I have a script that pulls from the city if Chicago and grabs a json file and then published to Pub Sub. Once the data gets into pub sub I have a dataflow template that pulls the data into Google Big Query. The final data move to BQ is failing and when I print the output in the script. I am getting a u' in front of all the fields which I believe is messing up the field match. Has anyone else had this issue and know what is wrong with my code and how to possibly remove the 'u'. I have tried multiple fix but none of them have worked. A sample out put is listed below:
('_last_updt', '2010-07-21 14:50:53.0'), ('_length', '0.69'), ('_lif_lat', '41.985032613'),
My code is listed below:
from __future__ import unicode_literals
from sodapy import Socrata
import json
from io import StringIO
from google.oauth2 import service_account
from oauth2client.client import GoogleCredentials
from google.cloud import pubsub_v1
import time
import datetime
import urllib
import urllib.request
import argparse
import base64
credentials = GoogleCredentials.get_application_default()

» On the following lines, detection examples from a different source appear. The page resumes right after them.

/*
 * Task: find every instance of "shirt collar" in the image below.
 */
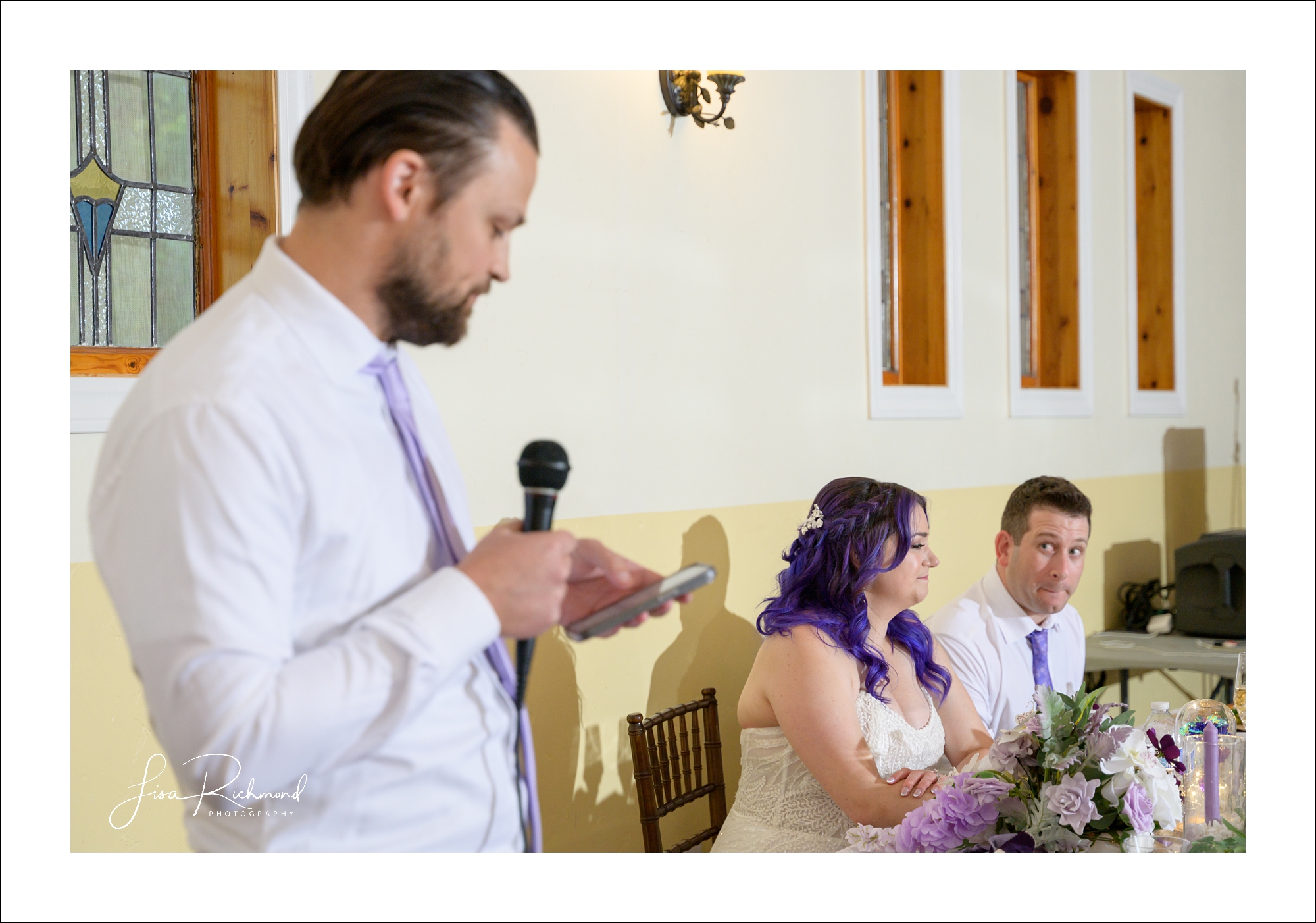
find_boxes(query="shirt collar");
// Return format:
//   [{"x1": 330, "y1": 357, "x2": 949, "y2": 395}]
[
  {"x1": 983, "y1": 566, "x2": 1063, "y2": 644},
  {"x1": 250, "y1": 234, "x2": 387, "y2": 382}
]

# change project to your Project ID
project="xxxx"
# change topic to your PubSub topic name
topic="xxxx"
res = urllib.request.urlopen('https://data.cityofchicago.org/resource/8v9j-bter.json')
res_body = res.read()
traffic=json.loads(res_body)
publisher = pubsub_v1.PublisherClient()
topicName = 'projects/' + project + '/topics/' + topic
publisher = pubsub_v1.PublisherClient()
topic_path = publisher.topic_path(project,topic)
for key in traffic:
publisher.publish(topicName,str.encode(str(key)))
print(key.items())